UW–Madison test-optional admissions policy extended through summer 2023
For the next two fall enrollment cycles, undergraduate applicants to the University of Wisconsin–Madison will not be required to submit ACT or SAT scores. This is an extension of the university’s previously announced decision to suspend the requirement through Dec. 31, 2020.
The extended test-optional approach, which required and received approval from the UW System Board of Regents Thursday, will affect first-year applicants for spring 2021 through summer 2023. This will include seniors currently applying and current high school juniors.
The move to a test-optional approach for at least two years reflects both an immediate response to disruptions caused by COVID-19 and a broader desire by the university to study over time how such a policy might alter the composition of its incoming classes. Data gathered and analyzed by university researchers will help determine whether UW–Madison returns to a standardized test requirement.
Under the revised approach, freshman applicants will not be penalized for their inability to take and submit test scores due to cancellations or significant delays in testing from the testing agencies themselves during the stated time period.
In the upcoming enrollment cycles, applicants who’ve taken the ACT or SAT will have the option to self-report their scores if they believe it adds to the totality of their academic record.
“While test scores have been a requirement for an admissions decision, they have always been only a portion of the holistic review we give each and every applicant to UW–Madison,” stated André E. Phillips, director for admissions and recruitment. “We have never had minimums or ranges for ACT or SAT scores. Our team is trained to review every aspect of a student’s application — including the context of their school and their individual story — to find students who are best able to succeed at our university and who will exemplify the Wisconsin Idea. Our team will be further trained to not make judgements about the presence or lack of test scores in a prospective student’s application so that no one is disadvantaged by not providing scores.”
Admissions counselors will continue to evaluate all elements of a student’s application and will focus on the materials required to complete an application for a holistic admissions review. These include the applicant’s high school grades and coursework, an academic letter of recommendation to provide insight from a counselor or teacher, the student’s involvement and commitments outside of the classroom, and the student’s educational goals and life experiences as told through their admissions essays. If a student opts to have test scores included in the review, the scores will be considered as a part of the larger holistic evaluation, along with any other supplemental information provided by the applicant.

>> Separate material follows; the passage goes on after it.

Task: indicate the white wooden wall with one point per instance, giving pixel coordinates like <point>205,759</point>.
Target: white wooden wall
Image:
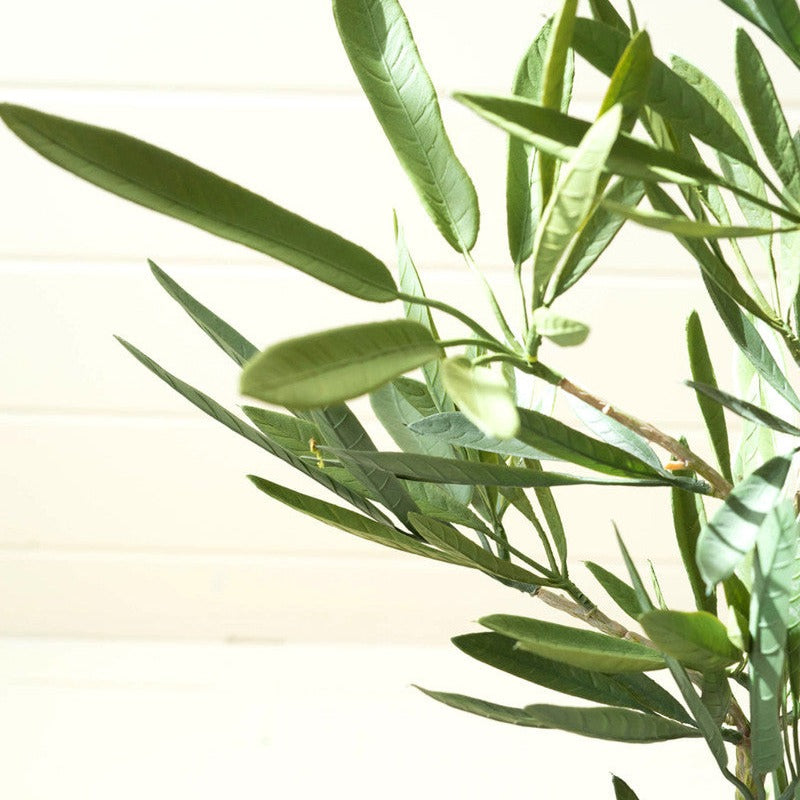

The initial waiver through Dec. 31, 2020, allowed fall applicants from this year’s class of graduating high school seniors to be moved through the admissions process without being penalized for being unable to sit for the SAT or ACT. The Division of Enrollment Management and the University of Wisconsin–Madison wished to extend the waiver in order to compile data to educate and inform the future of the ACT and SAT test requirements for admission.
“COVID-19 has made it extremely challenging for many students to take the ACT or SAT,” says Derek Kindle, vice provost for enrollment management. “So first and foremost, this is a necessary decision to ensure that we accommodate our applicants. Additionally, we view this as a unique opportunity to better understand, through rigorous research, the impact of standardized tests on our admissions process and whether it makes sense to continue requiring them.”
The Student Success Through Applied Research (SSTAR) Lab, which is housed in the university’s Office of Student Financial Aid, will handle the data gathering and evaluation related to the test-optional approach. The lab is directed by Nicholas Hillman, an associate professor of educational leadership and policy analysis.